さよなら世界

今日、僕は決心した。この世界から抜け出すことに。
切欠は些細なことだった。ずっと憧れていた可愛いクラスメイトの女子が、実は年上の男と交際しているということが友人の口から語られたことが始まりだった。僕はその日一日憂鬱な面持ちでふらふらと過ごしていた。そんな折、いつの間にか校舎の端の、今は使われていない第二理科室の前を通りかかった。その時、理科室の内部で激しい光が炸裂して、僕は思わず目を伏せた。次の瞬間、理科室の扉に得体のしれない禍々しい暗黒の渦が現れていた。僕はすぐにピンと来た。これは、所謂次元の歪みとかワープホールとかいう類いの物ではないだろうか?SF小説が最近の流行りだったせいで、そんな突飛な考えが頭に浮かんでしまったのだろう。しかし、見れば見る程、そのような類いの物としか思えなくなってくる。僕がその穴に手を伸ばそうとした瞬間、予鈴のチャイムが鳴ったので、教室に戻ることになってしまった。僕はすぐにでも未知の暗闇を観察したい欲求に駆られた。しかし、次の授業で小テストやらなんだらがあったせいで、穴のことはすっかり頭の隅に追いやられてまった。

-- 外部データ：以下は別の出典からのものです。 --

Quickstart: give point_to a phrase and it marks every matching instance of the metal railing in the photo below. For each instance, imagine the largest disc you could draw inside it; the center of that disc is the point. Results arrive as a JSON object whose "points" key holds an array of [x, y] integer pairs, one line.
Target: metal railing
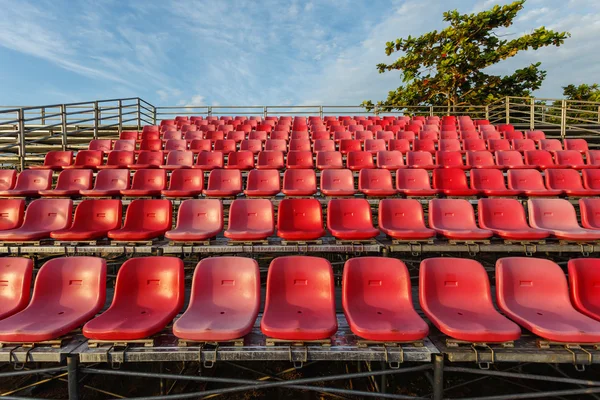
{"points": [[28, 132]]}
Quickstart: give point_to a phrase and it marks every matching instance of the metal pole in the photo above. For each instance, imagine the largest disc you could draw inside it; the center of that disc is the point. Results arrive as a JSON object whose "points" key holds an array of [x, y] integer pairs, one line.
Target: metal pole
{"points": [[120, 105], [63, 122], [21, 139], [438, 377], [72, 367], [532, 114]]}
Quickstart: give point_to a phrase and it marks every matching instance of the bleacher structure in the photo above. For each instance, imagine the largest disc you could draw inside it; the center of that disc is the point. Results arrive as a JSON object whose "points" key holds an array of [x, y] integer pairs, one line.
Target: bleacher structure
{"points": [[414, 242]]}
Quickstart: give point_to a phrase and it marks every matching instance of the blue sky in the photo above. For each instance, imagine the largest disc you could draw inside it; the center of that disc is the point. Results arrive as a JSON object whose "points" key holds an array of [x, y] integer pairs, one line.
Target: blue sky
{"points": [[180, 52]]}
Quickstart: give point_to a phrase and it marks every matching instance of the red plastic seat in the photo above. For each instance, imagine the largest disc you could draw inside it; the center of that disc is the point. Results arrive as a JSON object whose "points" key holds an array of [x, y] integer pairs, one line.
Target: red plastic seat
{"points": [[357, 160], [300, 300], [455, 219], [177, 159], [93, 219], [455, 296], [108, 183], [262, 183], [568, 181], [149, 292], [506, 218], [225, 300], [558, 216], [299, 182], [452, 182], [403, 219], [104, 145], [590, 213], [300, 220], [377, 300], [550, 145], [535, 294], [68, 291], [148, 159], [209, 160], [224, 183], [69, 183], [350, 219], [541, 159], [579, 145], [86, 159], [242, 160], [250, 219], [420, 159], [583, 282], [144, 220], [571, 159], [185, 183], [146, 182], [300, 160], [490, 182], [530, 182], [41, 217], [329, 160], [414, 182], [376, 182], [15, 275], [55, 160], [197, 220]]}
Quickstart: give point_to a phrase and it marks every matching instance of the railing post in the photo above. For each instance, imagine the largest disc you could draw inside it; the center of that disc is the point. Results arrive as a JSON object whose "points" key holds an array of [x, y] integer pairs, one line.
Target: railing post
{"points": [[63, 123], [21, 139], [563, 118], [96, 122], [532, 113], [120, 105]]}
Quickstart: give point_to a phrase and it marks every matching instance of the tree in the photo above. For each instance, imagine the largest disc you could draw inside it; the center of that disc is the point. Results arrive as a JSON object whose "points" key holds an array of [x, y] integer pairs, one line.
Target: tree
{"points": [[447, 67]]}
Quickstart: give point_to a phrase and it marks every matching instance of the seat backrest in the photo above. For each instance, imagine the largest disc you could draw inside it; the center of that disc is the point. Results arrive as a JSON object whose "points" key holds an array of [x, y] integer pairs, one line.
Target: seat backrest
{"points": [[564, 179], [412, 179], [375, 179], [553, 214], [525, 179], [111, 179], [12, 212], [225, 179], [58, 158], [147, 157], [449, 178], [250, 214], [186, 179], [149, 179], [149, 214], [501, 214], [300, 281], [487, 179], [48, 214], [210, 159], [8, 179], [533, 283], [451, 214], [299, 215], [376, 282], [455, 283], [227, 281], [204, 214], [78, 283], [263, 179], [349, 214]]}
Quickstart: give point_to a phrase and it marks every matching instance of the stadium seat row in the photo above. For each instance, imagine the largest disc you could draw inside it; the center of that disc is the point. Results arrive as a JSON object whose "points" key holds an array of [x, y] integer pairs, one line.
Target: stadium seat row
{"points": [[300, 299], [297, 220], [301, 182]]}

ここまでが一週間前の話。昨日のテストの結果が余りにも芳しくなかった僕は、不意にあの渦のことを思い出したのだ。そして、この世界で生きる気力も無くなっていた僕は、あのワープホールから別世界へ抜け出そうと考えたのだ。しかし、あれを見たのは一週間前のこと。まだあれが残っているかなんて定かでは無い。僕は祈るような気持ちで、第二理科室へと足を運んだ。
結果から言うと、第二理科室は存在していなかった。正確に記するなら、理科室は暗闇と化していた。そう、闇は一週間前より格段に大きくなっていたのだ。ともすれば、このまま世界中を飲み込んでしまいそうな程に。僕は流石に立ち尽くすしかなかった。こんなもの、ワープホールじゃなくてブラックホールじゃないか!僕は見なかったことにして立ち去ろうとした。しかし、後ろから突然強く背中を押され、僕は闇にへと落ちてしまった。最後に僕が見たのは――『僕』だった。
「今までこの世界を維持してくれていて、ありがとう『僕(スペア)』」
僕は『僕』の影となって、第二理科室ごと世界からいなくなった。